The TV industry’s focus is now “firmly on high dynamic range” – even though consumers still remain largely uneducated about the benefits of HDR, according to Futuresource Consulting.
The research firm’s latest 4K ultra high definition (UHD) tracking report claims that unlike the upgrade to UHD resolution, which was a quantifiable improvement, HDR is a “subjective feature”.
It also said that with the industry embarking on a multi-stage introduction of Ultra HD and associated picture improvements, it is important to provide clear information to the consumer.
“The Consumer Electronics Show highlighted this [HDR] is the key industry focus as manufacturers are continuing to push the boundaries in terms of peak brightness, peak black levels and a wider color spectrum represented,” said Futuresource Consulting market analyst, Tristan Veale.
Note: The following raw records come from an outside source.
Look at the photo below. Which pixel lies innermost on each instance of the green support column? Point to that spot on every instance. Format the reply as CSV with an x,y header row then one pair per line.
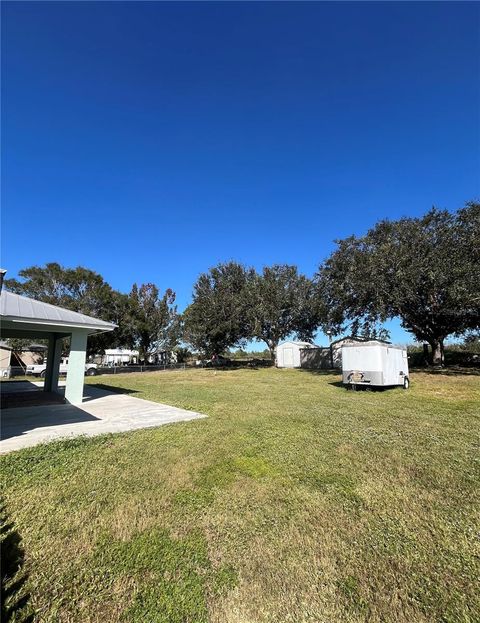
x,y
54,355
76,367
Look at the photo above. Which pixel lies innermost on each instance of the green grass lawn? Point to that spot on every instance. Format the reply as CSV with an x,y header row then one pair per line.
x,y
294,501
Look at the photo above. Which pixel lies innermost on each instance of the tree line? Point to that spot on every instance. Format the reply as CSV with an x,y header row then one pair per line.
x,y
423,270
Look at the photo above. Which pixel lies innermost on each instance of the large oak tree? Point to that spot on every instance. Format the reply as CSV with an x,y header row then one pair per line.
x,y
426,271
219,316
282,304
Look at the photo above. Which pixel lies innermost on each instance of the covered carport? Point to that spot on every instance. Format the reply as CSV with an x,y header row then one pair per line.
x,y
25,318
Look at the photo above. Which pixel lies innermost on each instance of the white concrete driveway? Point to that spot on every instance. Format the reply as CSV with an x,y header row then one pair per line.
x,y
101,412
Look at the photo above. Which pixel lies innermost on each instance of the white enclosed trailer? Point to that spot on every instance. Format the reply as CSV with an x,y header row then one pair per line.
x,y
375,364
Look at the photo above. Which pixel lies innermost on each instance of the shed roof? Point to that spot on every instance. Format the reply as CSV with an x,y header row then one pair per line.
x,y
17,308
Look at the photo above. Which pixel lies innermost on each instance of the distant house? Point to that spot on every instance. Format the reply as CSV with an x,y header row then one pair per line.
x,y
20,358
288,354
117,357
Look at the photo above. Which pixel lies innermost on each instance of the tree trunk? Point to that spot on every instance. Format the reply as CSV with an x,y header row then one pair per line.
x,y
272,348
436,346
426,355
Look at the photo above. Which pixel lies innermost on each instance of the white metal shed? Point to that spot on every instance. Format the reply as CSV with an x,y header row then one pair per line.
x,y
288,354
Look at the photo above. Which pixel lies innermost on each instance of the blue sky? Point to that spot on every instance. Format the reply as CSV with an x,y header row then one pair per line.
x,y
150,141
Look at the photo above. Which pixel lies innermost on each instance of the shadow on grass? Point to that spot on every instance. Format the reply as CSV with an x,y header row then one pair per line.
x,y
449,371
320,372
14,599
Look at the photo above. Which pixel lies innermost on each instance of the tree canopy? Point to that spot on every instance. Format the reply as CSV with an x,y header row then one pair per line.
x,y
219,316
281,304
151,319
426,271
78,289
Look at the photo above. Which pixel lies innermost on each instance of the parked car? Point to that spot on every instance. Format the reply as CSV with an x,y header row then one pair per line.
x,y
40,369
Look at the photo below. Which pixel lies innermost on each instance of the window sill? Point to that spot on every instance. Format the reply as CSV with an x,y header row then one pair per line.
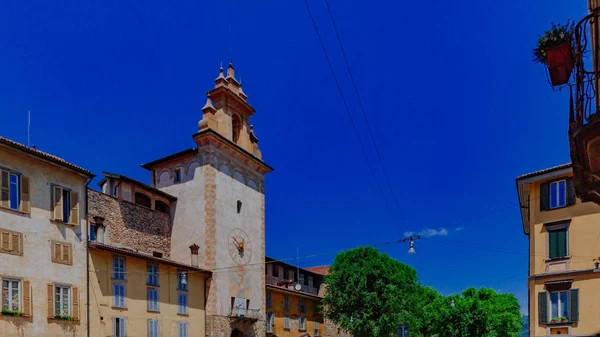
x,y
555,259
15,211
59,222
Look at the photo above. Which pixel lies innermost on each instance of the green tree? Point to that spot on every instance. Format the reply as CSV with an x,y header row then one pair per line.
x,y
369,294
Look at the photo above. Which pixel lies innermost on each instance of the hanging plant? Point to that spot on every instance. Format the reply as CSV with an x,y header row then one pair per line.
x,y
555,50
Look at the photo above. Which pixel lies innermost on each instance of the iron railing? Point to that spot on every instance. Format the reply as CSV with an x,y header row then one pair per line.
x,y
584,97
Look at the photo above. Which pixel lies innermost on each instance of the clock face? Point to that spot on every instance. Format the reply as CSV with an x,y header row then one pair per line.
x,y
239,246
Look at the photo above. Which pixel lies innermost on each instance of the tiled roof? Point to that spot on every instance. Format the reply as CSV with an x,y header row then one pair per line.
x,y
548,170
133,253
322,270
45,156
137,182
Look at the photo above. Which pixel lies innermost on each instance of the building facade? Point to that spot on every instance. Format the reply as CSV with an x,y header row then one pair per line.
x,y
563,233
293,302
43,232
135,289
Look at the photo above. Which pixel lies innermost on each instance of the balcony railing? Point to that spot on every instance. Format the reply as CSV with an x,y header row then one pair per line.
x,y
252,314
584,92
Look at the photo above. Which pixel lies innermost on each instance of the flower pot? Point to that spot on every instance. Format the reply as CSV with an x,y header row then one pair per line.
x,y
560,63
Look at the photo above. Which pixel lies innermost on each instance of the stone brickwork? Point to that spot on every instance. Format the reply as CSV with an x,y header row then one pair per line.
x,y
220,326
130,225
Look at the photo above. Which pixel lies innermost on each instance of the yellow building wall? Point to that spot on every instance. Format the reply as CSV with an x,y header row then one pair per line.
x,y
136,313
583,247
35,264
278,308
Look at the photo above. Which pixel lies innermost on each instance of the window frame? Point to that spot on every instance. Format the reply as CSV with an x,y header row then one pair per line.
x,y
153,301
558,303
182,308
19,294
182,329
119,300
58,288
121,273
551,191
553,227
152,276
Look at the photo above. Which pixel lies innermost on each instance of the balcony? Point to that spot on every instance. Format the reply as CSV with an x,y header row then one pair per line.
x,y
584,118
245,314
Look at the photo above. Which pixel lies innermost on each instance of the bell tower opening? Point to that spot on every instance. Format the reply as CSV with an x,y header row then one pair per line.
x,y
236,126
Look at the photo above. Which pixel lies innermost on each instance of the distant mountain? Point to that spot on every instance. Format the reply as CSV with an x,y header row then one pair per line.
x,y
525,330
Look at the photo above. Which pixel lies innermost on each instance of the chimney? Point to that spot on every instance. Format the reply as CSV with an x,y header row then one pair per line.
x,y
194,252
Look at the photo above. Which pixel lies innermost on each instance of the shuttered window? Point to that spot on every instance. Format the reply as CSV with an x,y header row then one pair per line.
x,y
119,327
62,252
557,243
65,205
153,328
14,191
153,299
11,242
182,328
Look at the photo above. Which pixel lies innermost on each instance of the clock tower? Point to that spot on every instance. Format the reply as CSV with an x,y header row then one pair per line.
x,y
219,185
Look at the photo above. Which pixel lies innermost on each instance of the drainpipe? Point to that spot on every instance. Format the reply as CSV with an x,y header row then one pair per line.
x,y
87,257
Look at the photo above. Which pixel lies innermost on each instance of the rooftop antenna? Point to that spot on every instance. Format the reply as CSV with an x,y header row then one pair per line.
x,y
29,128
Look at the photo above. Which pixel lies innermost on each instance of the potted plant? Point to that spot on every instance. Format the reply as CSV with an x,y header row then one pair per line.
x,y
555,50
8,312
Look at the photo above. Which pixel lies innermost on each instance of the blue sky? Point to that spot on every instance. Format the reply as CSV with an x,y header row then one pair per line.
x,y
456,106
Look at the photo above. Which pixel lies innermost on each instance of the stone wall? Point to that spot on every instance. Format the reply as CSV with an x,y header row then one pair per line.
x,y
220,326
130,225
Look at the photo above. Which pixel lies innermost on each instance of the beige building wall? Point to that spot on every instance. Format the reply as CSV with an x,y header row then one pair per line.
x,y
35,265
136,310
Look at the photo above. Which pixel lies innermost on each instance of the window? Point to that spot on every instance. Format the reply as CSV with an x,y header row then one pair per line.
x,y
302,323
558,243
181,280
236,126
153,299
119,294
152,278
559,305
270,321
269,300
558,194
11,242
11,295
286,302
120,327
143,200
62,300
62,253
153,328
182,303
182,327
65,205
93,232
162,207
14,191
118,268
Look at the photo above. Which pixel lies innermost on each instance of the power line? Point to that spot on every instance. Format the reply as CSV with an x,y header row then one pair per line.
x,y
362,108
337,83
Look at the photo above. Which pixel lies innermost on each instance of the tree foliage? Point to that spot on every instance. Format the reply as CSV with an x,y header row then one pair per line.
x,y
368,293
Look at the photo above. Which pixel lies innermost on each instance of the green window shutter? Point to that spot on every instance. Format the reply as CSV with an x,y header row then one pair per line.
x,y
562,243
543,307
544,197
553,244
571,197
574,305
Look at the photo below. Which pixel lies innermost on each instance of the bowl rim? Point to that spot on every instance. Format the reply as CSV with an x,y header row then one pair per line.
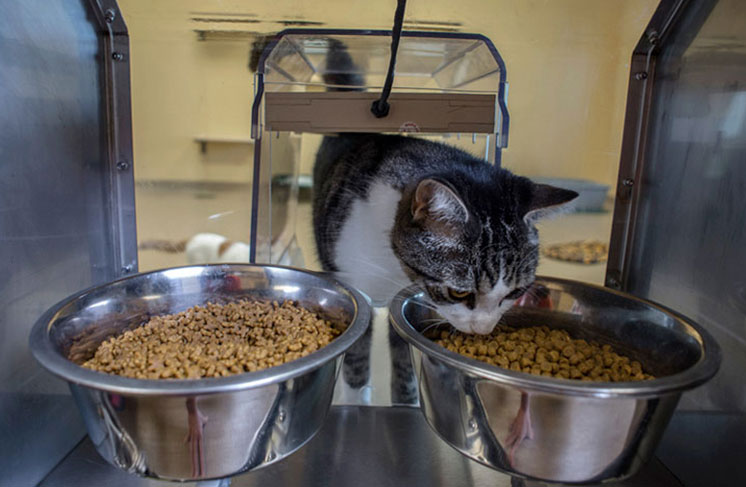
x,y
706,367
51,359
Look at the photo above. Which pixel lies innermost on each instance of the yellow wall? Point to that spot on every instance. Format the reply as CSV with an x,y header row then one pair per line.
x,y
567,63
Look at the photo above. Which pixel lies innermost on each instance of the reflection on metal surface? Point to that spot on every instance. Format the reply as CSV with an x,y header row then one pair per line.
x,y
205,428
66,212
363,446
690,244
552,429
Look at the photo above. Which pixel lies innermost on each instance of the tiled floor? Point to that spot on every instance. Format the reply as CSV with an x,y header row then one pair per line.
x,y
176,213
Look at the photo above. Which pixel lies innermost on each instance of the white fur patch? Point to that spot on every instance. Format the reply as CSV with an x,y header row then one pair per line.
x,y
363,251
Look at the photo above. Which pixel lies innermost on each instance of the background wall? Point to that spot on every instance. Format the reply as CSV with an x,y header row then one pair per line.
x,y
567,63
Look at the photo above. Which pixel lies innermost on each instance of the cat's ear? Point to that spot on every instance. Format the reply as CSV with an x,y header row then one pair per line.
x,y
547,200
435,201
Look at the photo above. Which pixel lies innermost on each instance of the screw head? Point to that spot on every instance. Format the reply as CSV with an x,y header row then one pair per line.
x,y
653,37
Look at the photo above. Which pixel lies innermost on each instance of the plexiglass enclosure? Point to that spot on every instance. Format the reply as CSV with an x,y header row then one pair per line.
x,y
446,86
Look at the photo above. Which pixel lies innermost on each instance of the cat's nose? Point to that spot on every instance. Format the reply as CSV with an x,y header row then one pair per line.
x,y
482,328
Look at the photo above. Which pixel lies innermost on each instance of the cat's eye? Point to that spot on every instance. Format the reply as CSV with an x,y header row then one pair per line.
x,y
516,293
458,295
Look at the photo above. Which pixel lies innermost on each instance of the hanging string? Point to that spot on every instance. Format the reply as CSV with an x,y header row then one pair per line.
x,y
380,107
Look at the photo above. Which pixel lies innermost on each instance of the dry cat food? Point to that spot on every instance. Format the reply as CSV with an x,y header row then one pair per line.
x,y
539,350
214,341
585,252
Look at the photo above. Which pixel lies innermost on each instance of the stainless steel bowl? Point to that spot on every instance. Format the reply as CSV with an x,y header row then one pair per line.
x,y
558,430
205,428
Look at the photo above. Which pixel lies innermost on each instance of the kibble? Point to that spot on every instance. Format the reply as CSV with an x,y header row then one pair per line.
x,y
540,350
214,341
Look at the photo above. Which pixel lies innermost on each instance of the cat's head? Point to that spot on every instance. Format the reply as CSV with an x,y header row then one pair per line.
x,y
471,244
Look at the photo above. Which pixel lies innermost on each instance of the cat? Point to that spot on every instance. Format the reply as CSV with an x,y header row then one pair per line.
x,y
202,248
393,210
390,211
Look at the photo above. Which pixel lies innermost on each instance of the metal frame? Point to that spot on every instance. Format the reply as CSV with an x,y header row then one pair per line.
x,y
632,159
501,141
121,202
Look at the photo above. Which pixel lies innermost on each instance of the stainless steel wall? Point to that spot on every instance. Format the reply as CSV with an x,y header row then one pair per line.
x,y
59,207
689,248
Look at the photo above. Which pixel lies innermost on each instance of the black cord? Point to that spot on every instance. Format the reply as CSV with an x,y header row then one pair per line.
x,y
380,107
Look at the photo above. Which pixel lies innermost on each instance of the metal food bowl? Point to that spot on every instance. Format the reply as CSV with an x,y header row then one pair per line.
x,y
557,430
199,428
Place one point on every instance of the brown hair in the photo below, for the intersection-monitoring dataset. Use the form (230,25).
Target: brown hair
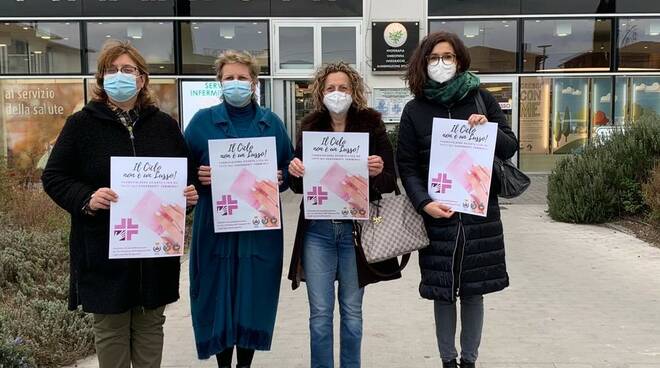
(241,57)
(357,85)
(417,74)
(110,52)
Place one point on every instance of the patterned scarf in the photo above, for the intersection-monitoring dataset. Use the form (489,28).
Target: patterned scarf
(453,90)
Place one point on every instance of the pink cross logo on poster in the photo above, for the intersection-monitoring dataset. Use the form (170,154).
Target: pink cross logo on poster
(442,183)
(317,196)
(126,229)
(227,205)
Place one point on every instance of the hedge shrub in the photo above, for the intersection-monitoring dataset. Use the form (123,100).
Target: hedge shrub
(605,179)
(36,329)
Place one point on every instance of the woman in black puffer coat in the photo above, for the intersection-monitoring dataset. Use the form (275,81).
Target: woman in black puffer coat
(465,258)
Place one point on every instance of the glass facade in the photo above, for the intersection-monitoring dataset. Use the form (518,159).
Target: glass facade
(33,113)
(40,48)
(639,44)
(561,80)
(202,42)
(155,40)
(559,115)
(296,48)
(551,45)
(338,44)
(492,43)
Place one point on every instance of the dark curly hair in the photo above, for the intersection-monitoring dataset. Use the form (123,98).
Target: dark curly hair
(416,74)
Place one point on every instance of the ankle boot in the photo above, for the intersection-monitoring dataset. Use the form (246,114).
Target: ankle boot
(465,364)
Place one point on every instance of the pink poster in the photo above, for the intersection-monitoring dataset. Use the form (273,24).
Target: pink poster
(336,181)
(244,184)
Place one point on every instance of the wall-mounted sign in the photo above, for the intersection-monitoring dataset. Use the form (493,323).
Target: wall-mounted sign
(392,44)
(390,102)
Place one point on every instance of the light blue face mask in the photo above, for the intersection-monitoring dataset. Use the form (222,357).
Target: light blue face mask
(237,93)
(120,87)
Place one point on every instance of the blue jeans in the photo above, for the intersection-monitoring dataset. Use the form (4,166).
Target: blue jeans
(472,321)
(329,255)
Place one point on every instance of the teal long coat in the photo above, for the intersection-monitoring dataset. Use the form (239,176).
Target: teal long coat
(234,277)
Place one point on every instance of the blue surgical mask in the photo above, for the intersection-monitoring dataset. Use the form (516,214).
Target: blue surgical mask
(120,87)
(237,93)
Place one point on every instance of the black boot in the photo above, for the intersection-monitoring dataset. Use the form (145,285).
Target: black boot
(465,364)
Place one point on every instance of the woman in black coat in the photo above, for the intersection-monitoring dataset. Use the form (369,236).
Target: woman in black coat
(325,250)
(465,258)
(126,296)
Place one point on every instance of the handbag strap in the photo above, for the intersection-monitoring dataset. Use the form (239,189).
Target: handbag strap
(481,105)
(357,236)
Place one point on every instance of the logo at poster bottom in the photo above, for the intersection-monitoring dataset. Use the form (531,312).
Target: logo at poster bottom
(226,206)
(317,196)
(125,230)
(441,183)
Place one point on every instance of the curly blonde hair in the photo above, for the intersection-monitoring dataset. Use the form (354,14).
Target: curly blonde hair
(241,57)
(357,85)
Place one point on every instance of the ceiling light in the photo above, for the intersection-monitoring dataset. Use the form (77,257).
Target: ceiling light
(563,29)
(43,31)
(227,31)
(471,30)
(134,31)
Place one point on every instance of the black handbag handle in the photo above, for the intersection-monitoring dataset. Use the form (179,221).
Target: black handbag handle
(481,105)
(357,236)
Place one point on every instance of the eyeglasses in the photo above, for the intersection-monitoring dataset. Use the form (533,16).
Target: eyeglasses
(126,69)
(447,59)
“Consumers remain largely uneducated about the advantages of HDR and there is a risk of alienating them due to the recent trend of branding displays HDR compatible – ones which can receive an HDR content stream but cannot reproduce it.”
Futuresource said that the most commonly accessed source of 4K content is from SVOD services, with 17 million homes having access to streamed 4K Ultra HD content and a TV capable of playing it at the end of last year.
The research predicted that 8.4 million Ultra HD Blu-ray discs will be sold in 2017, equating to 4% of global Blu-ray sales, and said that Ultra HD electronic sell-through could gain traction if Apple or major broadcast and telco ecosystem players begin supporting and selling the format.